Sur un doigt coquelicot-passion et crémeux yuzu-citron, des étudiants de différentes nationalités apprennent à monter de la chantilly lors d’un cours à l’Ecole Nationale de Pâtisserie (ENSP) d’Yssingeaux en Haute-Loire, la « Mecque » de la discipline qui fête lundi ses 40 ans.
Avec sa poche à douille, une des apprenties pâtissières tente de former une boule sur le dessus du gâteau : « C’est mieux mais ce n’est toujours pas la bonne forme », « appuyez fort »: la chef Marion Baralon donne ses conseils en anglais, reprenant sa main pour dessiner délicatement un marbre parfait.
« C’est toujours intéressant d’enseigner la pâtisserie française, notamment aux étrangers, car ils ne connaissent pas forcément nos techniques »dit-elle en soulignant le « des expériences très différentes » membres de son groupe.
Venus d’Ukraine, d’Italie ou encore du Brésil, les étudiants s’affairent dans l’un des ateliers du bucolique Château Montbarnier qui abrite l’ENSP, devenue Ecole Ducasse depuis l’arrivée en 2007 du chef triplement étoilé, associé au pâtissier Yves. Thuries.

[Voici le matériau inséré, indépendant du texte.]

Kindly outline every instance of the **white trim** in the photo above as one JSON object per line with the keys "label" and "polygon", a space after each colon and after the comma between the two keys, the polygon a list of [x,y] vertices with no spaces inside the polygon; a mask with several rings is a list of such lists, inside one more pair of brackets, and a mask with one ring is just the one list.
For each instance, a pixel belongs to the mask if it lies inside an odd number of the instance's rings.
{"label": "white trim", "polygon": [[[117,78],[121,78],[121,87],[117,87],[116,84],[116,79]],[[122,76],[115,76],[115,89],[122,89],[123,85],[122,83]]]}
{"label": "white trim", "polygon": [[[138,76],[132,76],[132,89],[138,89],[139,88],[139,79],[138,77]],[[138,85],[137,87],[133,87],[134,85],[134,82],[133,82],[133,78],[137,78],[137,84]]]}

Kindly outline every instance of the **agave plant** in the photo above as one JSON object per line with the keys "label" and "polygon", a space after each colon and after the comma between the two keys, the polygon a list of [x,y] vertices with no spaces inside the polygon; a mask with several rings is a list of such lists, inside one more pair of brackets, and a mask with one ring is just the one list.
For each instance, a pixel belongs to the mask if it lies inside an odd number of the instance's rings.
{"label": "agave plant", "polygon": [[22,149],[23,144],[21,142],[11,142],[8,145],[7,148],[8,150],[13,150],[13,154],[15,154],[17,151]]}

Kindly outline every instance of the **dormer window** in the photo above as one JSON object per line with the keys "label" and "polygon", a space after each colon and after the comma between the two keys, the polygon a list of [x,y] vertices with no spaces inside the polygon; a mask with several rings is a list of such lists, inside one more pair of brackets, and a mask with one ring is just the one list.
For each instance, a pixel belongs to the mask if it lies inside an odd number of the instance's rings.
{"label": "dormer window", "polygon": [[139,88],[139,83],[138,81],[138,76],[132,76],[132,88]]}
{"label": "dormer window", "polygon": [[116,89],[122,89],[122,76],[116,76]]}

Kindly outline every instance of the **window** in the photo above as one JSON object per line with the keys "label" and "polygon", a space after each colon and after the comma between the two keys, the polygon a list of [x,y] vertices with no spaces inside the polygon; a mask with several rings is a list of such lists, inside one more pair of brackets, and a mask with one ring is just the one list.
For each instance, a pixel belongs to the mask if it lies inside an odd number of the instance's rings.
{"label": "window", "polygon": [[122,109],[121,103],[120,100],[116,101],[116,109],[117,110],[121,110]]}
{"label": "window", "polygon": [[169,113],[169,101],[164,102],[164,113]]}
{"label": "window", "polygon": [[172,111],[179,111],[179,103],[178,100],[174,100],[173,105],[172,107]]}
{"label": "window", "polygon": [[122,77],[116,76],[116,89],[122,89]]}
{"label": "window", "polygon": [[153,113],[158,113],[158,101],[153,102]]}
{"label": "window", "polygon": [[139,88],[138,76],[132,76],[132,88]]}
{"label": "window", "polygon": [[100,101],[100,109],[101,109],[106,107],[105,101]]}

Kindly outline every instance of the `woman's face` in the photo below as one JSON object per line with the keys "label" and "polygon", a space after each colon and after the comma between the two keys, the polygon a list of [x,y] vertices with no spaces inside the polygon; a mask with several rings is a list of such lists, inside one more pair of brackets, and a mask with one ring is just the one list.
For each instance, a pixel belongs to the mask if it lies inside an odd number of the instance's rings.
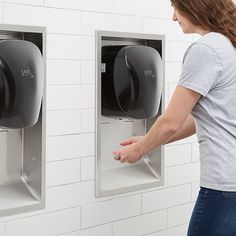
{"label": "woman's face", "polygon": [[[172,5],[173,6],[173,5]],[[182,15],[175,6],[173,6],[173,21],[178,21],[180,27],[182,28],[183,33],[190,34],[190,33],[198,33],[198,29],[192,22]]]}

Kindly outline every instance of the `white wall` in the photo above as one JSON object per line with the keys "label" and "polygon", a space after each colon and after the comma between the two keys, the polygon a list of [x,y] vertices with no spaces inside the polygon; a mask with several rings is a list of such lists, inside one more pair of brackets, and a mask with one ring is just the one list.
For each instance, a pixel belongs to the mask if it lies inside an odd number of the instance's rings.
{"label": "white wall", "polygon": [[165,148],[165,186],[94,197],[94,30],[165,34],[166,103],[186,48],[168,0],[5,0],[0,23],[47,26],[46,209],[0,218],[0,236],[184,236],[198,191],[196,137]]}

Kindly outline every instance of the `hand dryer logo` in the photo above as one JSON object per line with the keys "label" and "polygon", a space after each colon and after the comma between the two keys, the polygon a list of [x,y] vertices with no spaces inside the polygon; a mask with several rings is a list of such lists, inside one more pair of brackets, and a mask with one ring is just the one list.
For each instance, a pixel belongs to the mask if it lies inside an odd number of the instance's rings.
{"label": "hand dryer logo", "polygon": [[153,73],[153,71],[151,70],[151,68],[148,68],[146,70],[144,70],[144,75],[148,78],[148,79],[155,79],[155,74]]}
{"label": "hand dryer logo", "polygon": [[32,74],[32,72],[31,72],[31,70],[28,66],[27,66],[26,69],[21,70],[21,75],[22,75],[22,77],[28,77],[28,78],[31,78],[31,79],[34,78],[34,75]]}

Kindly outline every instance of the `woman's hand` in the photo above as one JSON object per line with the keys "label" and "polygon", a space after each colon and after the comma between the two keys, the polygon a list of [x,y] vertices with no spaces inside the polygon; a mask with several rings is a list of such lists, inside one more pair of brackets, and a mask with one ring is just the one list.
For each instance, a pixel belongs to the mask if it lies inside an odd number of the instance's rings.
{"label": "woman's hand", "polygon": [[142,158],[142,151],[139,145],[143,136],[135,136],[120,143],[124,146],[121,150],[113,152],[114,159],[122,163],[135,163]]}
{"label": "woman's hand", "polygon": [[137,143],[139,140],[141,140],[143,136],[133,136],[129,139],[126,139],[120,143],[121,146],[127,146],[133,143]]}

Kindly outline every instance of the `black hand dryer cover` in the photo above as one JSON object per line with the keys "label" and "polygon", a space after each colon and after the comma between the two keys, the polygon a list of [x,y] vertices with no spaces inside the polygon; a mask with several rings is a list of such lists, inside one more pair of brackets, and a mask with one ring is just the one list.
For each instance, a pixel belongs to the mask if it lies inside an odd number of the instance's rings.
{"label": "black hand dryer cover", "polygon": [[163,88],[163,64],[148,46],[104,48],[102,114],[146,119],[157,115]]}
{"label": "black hand dryer cover", "polygon": [[33,126],[39,116],[44,84],[39,48],[24,40],[0,41],[0,126]]}

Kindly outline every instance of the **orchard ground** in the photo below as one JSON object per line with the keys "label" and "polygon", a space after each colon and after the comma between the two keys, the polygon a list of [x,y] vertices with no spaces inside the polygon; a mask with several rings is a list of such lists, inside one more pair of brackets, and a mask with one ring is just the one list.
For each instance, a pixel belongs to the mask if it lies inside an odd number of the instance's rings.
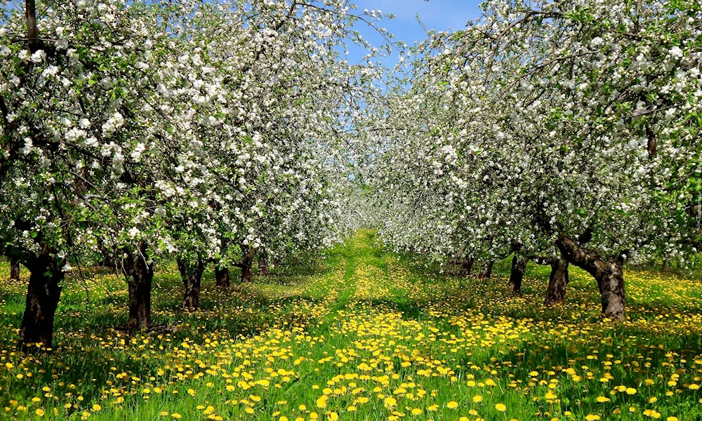
{"label": "orchard ground", "polygon": [[548,308],[545,267],[530,263],[523,297],[508,297],[508,260],[489,280],[441,275],[370,231],[277,270],[228,288],[211,273],[201,309],[187,312],[177,269],[161,268],[159,326],[129,334],[113,328],[126,321],[126,282],[82,268],[64,287],[55,349],[24,356],[28,274],[11,283],[0,263],[0,417],[702,418],[697,279],[628,270],[628,320],[614,323],[572,267],[567,303]]}

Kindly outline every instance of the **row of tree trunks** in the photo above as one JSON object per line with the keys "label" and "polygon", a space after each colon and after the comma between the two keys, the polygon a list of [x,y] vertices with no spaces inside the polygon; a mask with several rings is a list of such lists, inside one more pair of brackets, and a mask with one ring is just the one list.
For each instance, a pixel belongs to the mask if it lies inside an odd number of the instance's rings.
{"label": "row of tree trunks", "polygon": [[146,260],[146,247],[140,253],[128,253],[124,259],[124,275],[129,290],[130,330],[145,330],[151,327],[151,288],[154,280],[154,265]]}
{"label": "row of tree trunks", "polygon": [[623,321],[625,314],[624,258],[623,255],[604,258],[588,250],[575,240],[560,232],[556,242],[564,257],[584,269],[597,281],[602,300],[602,315]]}
{"label": "row of tree trunks", "polygon": [[31,262],[25,313],[20,325],[20,347],[29,351],[39,345],[51,349],[53,345],[53,319],[61,296],[63,272],[56,259],[44,253]]}
{"label": "row of tree trunks", "polygon": [[178,267],[185,290],[183,298],[183,307],[197,309],[200,306],[200,289],[205,265],[200,258],[196,259],[194,263],[178,260]]}
{"label": "row of tree trunks", "polygon": [[20,280],[20,261],[15,258],[10,259],[10,279]]}

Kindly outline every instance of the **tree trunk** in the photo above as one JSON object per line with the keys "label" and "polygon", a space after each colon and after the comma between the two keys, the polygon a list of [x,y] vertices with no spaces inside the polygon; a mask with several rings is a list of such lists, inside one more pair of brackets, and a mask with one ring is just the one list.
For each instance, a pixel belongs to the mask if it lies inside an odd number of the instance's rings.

L’établissement, vaste complexe de 7 200 m2, est consacré exclusivement aux arts sucrés : pâtisserie, chocolaterie, glacerie, confiserie, pâtisseries et pain.
La Confédération des Chefs Pâtissiers Français a créé cette école en 1984 pour les professionnels souhaitant poursuivre leur formation. «C’est quarante ans de savoir-faire et d’excellence»note le réalisateur Luc Debove.
De la star des réseaux sociaux Cédric Grolet au pâtissier savoyard sacré meilleur pâtissier du monde 2024 Sébastien Vauxion, « tous les pâtissiers » est passé par l’ENSP, note le directeur, qui cite également les meilleurs ouvriers de France Laurent Le Daniel, Ludovic Mercier et Emmanuel Ryon.
Croustillant
Cette formation « c’est vraiment une super expérience »estime Valentina Kargapolova, 42 ans, d’Italie, particulièrement » heureux « travailler avec des produits locaux. « Le chocolat, on a vu l’usine où il est fabriqué »» s’enthousiasme-t-elle.
«Nous avons eu la semaine du pain»un autre a été dédié « aux desserts à l’assiette. Cette semaine, nous faisons des tartes »elle décrit en se disant « vraiment satisfait » leçons dispensées.
« Je suis ici pour me perfectionner en pâtisserie et tout le monde sait que l’Ecole Ducasse est la meilleure de France »complète l’Ukrainienne Oksana Kramarenko, 35 ans, qui réalise son » rêve « apprendre la pâtisserie française.
Dans un autre atelier, les élèves passent leur première épreuve du CAP, qui consiste à réaliser une tarte aux pommes : « il faut faire très attention à couper les pommes très uniformément, assez fines, pas trop épaisses » et de les disposer harmonieusement, explique la chef Kristina Daciolaite, 31 ans.
Les étudiants doivent ensuite identifier les défauts en goûtant leurs réalisations : « C’est bien s’ils peuvent reconnaître les textures. Si la croûte est croustillante, elle manque peut-être de croustillant. Si c’est une pâte lisse, il y a peut-être des grumeaux »explique-t-elle, ajoutant que l’aspect visuel et la cuisine sont également pris en compte dans la partition.
Innovant
Hugo Pralus, fils du chocolatier roannais François Pralus, dont certains salariés ont suivi des cours à l’ENSP, décrit la formation « extrêmement complet ».
Il a lui-même participé à des formations : « On voit des choses qu’on n’a pas l’habitude de faire, des techniques, des gestes, des recettes… Avec des chefs totalement innovants ou au contraire plus traditionnels, comme le faisait mon grand-père »Auguste Pralus, meilleur ouvrier de France, dit-il.
L’école accueille 1 500 étudiants par an en formation continue ou initiale, dont 70 % sont étrangers une partie de l’année. Les étudiants financent leur formation et sont sélectionnés sur dossier avant de passer un entretien de motivation.
Vingt-deux pâtissiers enseignent sur le site en permanence et quarante-neuf meilleurs ouvriers de France, champions du monde ou grands chefs viennent partager leur savoir-faire.
« On se tourne automatiquement vers cette école pour voir les techniques qui sont mises en place et les nouvelles tendances »selon Luc Debove pour qui « C’est un peu la Mecque de la pâtisserie ».